The Vine Guy: Value in Languedoc

One of the largest wine producing areas in France is also one of the most often overlooked areas for quality wines. Many consumers are unaware that the wines from the Languedoc region in the south of France is blessed with some of the best growing conditions in Europe. A unique combination of soil, sun and influences from the Mediterranean Sea produce naturally healthy vineyards where pesticides and chemicals are rarely employed.

The proximity to the Mediterranean plays an important role in shaping the wines of the region since the maritime influences have a “leveling” effect on the climate in the Languedoc, protecting it from wide swings in weather conditions. This results in near consistent production from vintage to vintage. The temperate climate also allows the wines to be a little more approachable at a younger age.

This also is the area where many of France’s new wave of winemakers has been experimenting with various fermentation techniques. The innovations provided by some of these pioneers has resulted in better quality wines — most of which are blends — from such varietals as syrah, grenache and mourvedre and has raised the status of Languedoc wines on the international wine scene.

There are now 22 Appellation d’origine Controlees in Languedoc, including Limoux, Corbieres, Minervois and Saint Chinian. Here are just a few wines from this exceptional region consumers can explore with just a few sips. Retail prices are approximate.

The Limoux is an area known for predominantly white wines — both still and sparkling. As a matter of fact, there is evidence that the art of secondary bottle fermentation (that produces bubbles in the wine) was practiced in the region before it was known in Champagne. The 2007 Antech-Limoux Grande Reserva is a sparkling wine that uses a blend made up predominantly of mauzac with small amounts of chardonnay and chenin blanc added in. The mouth-filling palate features flavors of apricot, green apple and white fig. The tight bubbles carry additional notes of pear and nectarine across the persistent finish. At $17, it is a nice value for a sparkling wine.

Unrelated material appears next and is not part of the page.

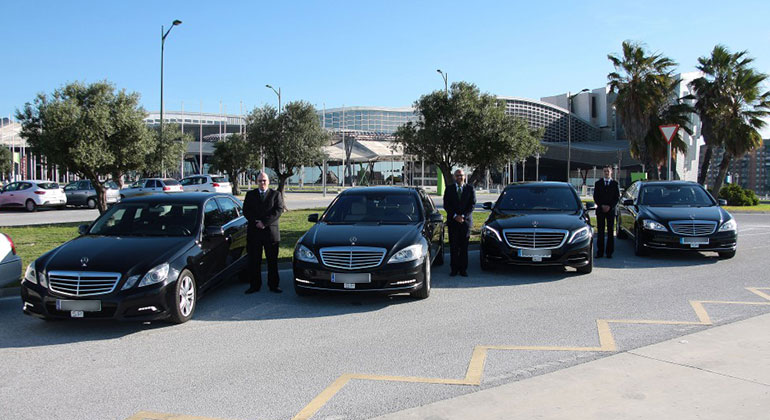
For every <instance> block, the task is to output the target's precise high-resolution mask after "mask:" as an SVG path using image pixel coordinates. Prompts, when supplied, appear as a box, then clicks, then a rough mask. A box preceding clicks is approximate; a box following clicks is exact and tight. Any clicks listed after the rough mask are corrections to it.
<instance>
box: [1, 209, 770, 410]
mask: <svg viewBox="0 0 770 420" xmlns="http://www.w3.org/2000/svg"><path fill="white" fill-rule="evenodd" d="M736 218H737V220H738V222H739V231H740V237H739V247H738V253H737V255H736V257H735V258H733V259H730V260H719V259H718V258H717V256H716V254H713V253H692V254H690V253H688V254H679V253H654V254H653V255H652V256H650V257H645V258H639V257H635V256H634V255H633V251H632V246H631V243H630V241H618V243H617V246H616V248H617V249H616V253H615V255H614V257H615V258H613V259H611V260H607V259H601V260H597V264H596V267H595V269H594V271H593V273H591V274H589V275H578V274H577V273H576V272H575V271H574V270H571V269H570V270H563V269H556V268H543V269H532V268H519V269H517V268H505V269H501V270H498V271H495V272H491V273H487V272H481V271H480V270H479V268H478V263H477V261H478V253H477V252H471V255H470V257H471V266H470V269H469V274H470V277H468V278H463V277H451V278H450V277H449V276H448V270H449V268H448V267H447V266H445V267H436V268H434V270H433V276H434V278H433V286H434V289H433V291H432V294H431V296H430V298H428V299H426V300H423V301H417V300H413V299H411V298H410V297H408V296H393V297H377V296H373V297H365V296H358V295H344V296H313V297H308V298H299V297H297V296H295V295H294V293H293V292H292V291H291V283H290V281H291V280H290V278H291V277H290V276H291V274H290V272H289V271H287V270H284V271H282V273H281V278H282V286H283V288H284V291H285V292H284V293H283V294H280V295H276V294H270V293H268V292H267V291H263V292H260V293H257V294H254V295H244V294H243V291H244V290H245V289H246V285H245V284H239V283H231V284H228V285H226V286H224V287H222V288H220V289H218V290H216V291H215V292H213V293H212V294H211V295H209V296H206V297H205V298H204V299H203V300H201V301H200V303H199V306H198V308H197V311H196V313H195V315H194V318H193V320H192V321H190V322H188V323H186V324H182V325H177V326H172V325H168V324H165V323H162V322H159V323H152V324H140V323H114V322H102V321H99V322H70V321H64V322H44V321H41V320H38V319H34V318H30V317H26V316H24V315H23V314H22V313H21V302H20V301H19V299H18V298H4V299H0V319H2V322H1V323H0V360H2V363H0V377H2V378H3V380H2V381H0V406H1V407H2V411H3V413H4V414H3V417H4V418H13V419H39V418H46V419H73V418H89V419H91V418H93V419H121V420H122V419H132V420H133V419H137V420H138V419H142V418H148V419H170V418H173V417H172V414H177V415H187V416H197V417H195V418H230V419H289V418H295V419H302V418H312V419H366V418H373V417H377V416H382V415H386V414H389V413H398V412H401V411H402V410H407V409H413V408H415V407H421V406H426V405H428V404H431V403H436V402H439V401H443V400H447V399H451V398H455V397H459V396H462V395H466V394H472V393H478V392H479V391H482V392H483V391H484V390H488V389H493V388H496V387H499V386H502V385H507V384H514V385H515V384H516V383H519V382H521V383H525V382H526V381H527V380H528V378H537V377H541V376H543V375H547V374H549V373H552V372H557V373H558V372H560V371H565V370H567V369H569V368H572V367H578V368H579V367H580V366H578V365H583V364H585V363H586V362H590V361H594V360H600V359H606V358H608V357H611V356H613V355H624V354H627V353H629V352H631V351H633V350H635V349H639V348H642V347H645V346H649V345H652V344H656V343H661V342H665V341H668V340H671V339H675V338H678V337H683V336H686V335H689V334H693V333H697V332H702V331H711V330H712V329H714V327H715V326H721V325H727V324H731V323H734V322H737V321H741V320H744V319H748V318H752V317H757V316H760V315H765V314H770V305H765V304H759V303H764V302H767V300H765V299H763V298H762V297H761V296H760V295H758V294H757V293H755V291H757V290H764V289H757V288H767V287H770V282H769V281H768V277H767V262H766V261H767V255H768V250H770V216H768V215H753V214H740V215H737V216H736ZM764 292H765V293H767V290H764ZM741 302H744V303H741ZM745 302H749V303H752V302H753V303H754V304H745ZM705 321H708V322H705ZM740 325H741V324H736V327H738V328H739V326H740ZM688 340H690V339H688ZM738 350H740V346H738ZM738 350H736V351H738ZM747 350H748V348H747ZM649 354H651V353H649ZM765 354H766V353H765ZM736 357H742V354H740V355H736ZM747 357H752V354H751V353H747ZM758 363H761V361H759V362H758ZM621 365H622V363H621ZM765 365H766V364H765ZM586 366H589V365H586ZM586 375H588V373H586ZM671 375H677V372H676V371H672V373H671ZM669 376H670V375H669ZM686 384H687V383H685V385H686ZM685 385H682V386H685ZM553 389H554V393H553V397H554V398H556V397H558V396H559V395H562V394H564V393H566V392H567V391H559V392H561V393H562V394H557V391H556V388H553ZM735 389H738V387H735ZM629 395H630V397H629V399H630V400H632V401H630V402H626V403H629V404H630V403H634V404H643V403H644V401H643V398H641V397H639V398H636V399H635V400H634V399H633V398H632V397H633V396H634V395H636V394H629ZM682 395H685V396H686V395H687V394H682ZM762 395H766V394H762ZM760 396H761V395H760ZM543 398H545V397H543ZM609 401H611V402H612V403H613V404H620V403H621V402H623V401H616V400H609ZM650 401H651V403H652V401H653V399H651V400H650ZM736 403H738V402H736ZM680 406H681V407H680V408H682V409H683V410H684V409H686V408H687V407H692V409H693V410H694V409H695V408H696V407H694V406H692V404H690V401H687V400H683V401H680ZM621 408H622V407H621ZM612 413H617V412H616V411H613V412H612ZM396 417H398V415H396ZM511 417H516V416H515V412H514V413H513V414H512V415H511ZM527 417H528V416H526V415H525V416H523V417H522V418H527ZM621 417H622V416H621ZM658 417H660V418H671V417H666V416H658ZM184 418H193V417H184ZM438 418H440V417H438ZM604 418H616V416H613V415H608V416H604ZM648 418H649V417H648Z"/></svg>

With the 2007 vintage, the former Coteaux du Languedoc AOC officially became known as simply “AOC Languedoc.” This was done to make things simpler for the consumer as well as highlight the diversity of the area’s wines. At the center of this appellation is the lovely 2005 Mas Belles Eaux. This $20 red wine is mostly syrah based with 20 percent grenache and 10 percent mourvedre blended in. A huge blast of blueberry fruit on the nose leads to warm flavors of black fruit and spice on the palate. The firm tannins and ripe fruit allow the wine to be enjoyed young but also provide aging potential.

Another red wine blend from the Languedoc AOC, the 2007 Chateau Paul Mas Clos des Mures was my favorite wine of the flight. A syrah-based blend, this complex beauty delivers wonderful blackberry, black currant and baking spices on the front of the palate while notes of cocoa and melted black licorice jump in on the elegantly structured finish. At just $18, it is drinking like wines twice or three times the price.

The Corbieres appellation is situated between the Pyrenees and Massif Central Mountains, where a diverse geological composition features soils that include shale, limestone, sandstone and marl. This complex terroir is evident in the 2007 Castelmaure Col des Vents — a blend of carignane, grenache and syrah — where aromas of ripe black cherry mix with scents of dried herbs on the fragrant bouquet. The mouth-watering flavors of ripe black fruit, smoked meat and rosemary notes fill out the entire palate while hints of wet stone add a profound touch of elegance on the medium-bodied finish. Hard to believe this wine is only $10 a bottle.

The 2005 Domaine du Grand Cres is a grenache based bombshell also from the Corbieres AOC. It is fermented on its skins for a remarkable three weeks and then aged for one year (50 percent of it in wood barrels). A pretty wine, featuring a soft bouquet of wild flowers and red raspberries that are mimicked on the palate. Additional flavors of wild strawberry and pomegranate fold in on the easy finish. A $14 value for a wine that drinks well now and for the next two years.

The vineyards of the Minervois appellation are spread across a natural geological amphitheater, bordered by the Canal du Midi to the south and the Montagne Noire to the north. The 2004 L’Ostal Cazes comes from the smaller Minervois la Liviniere AOC inside the Minervois region. While this remarkable blend of syrah, carignon, grenache and mourvedre produces a powerful-yet-seductive wine, it is the extraordinary balance between the black fruit flavors — blackberry, dark cherry and plum — and the velvety tannins that captivate the palate. The great structure and gorgeous finish justifies the $35 price tag.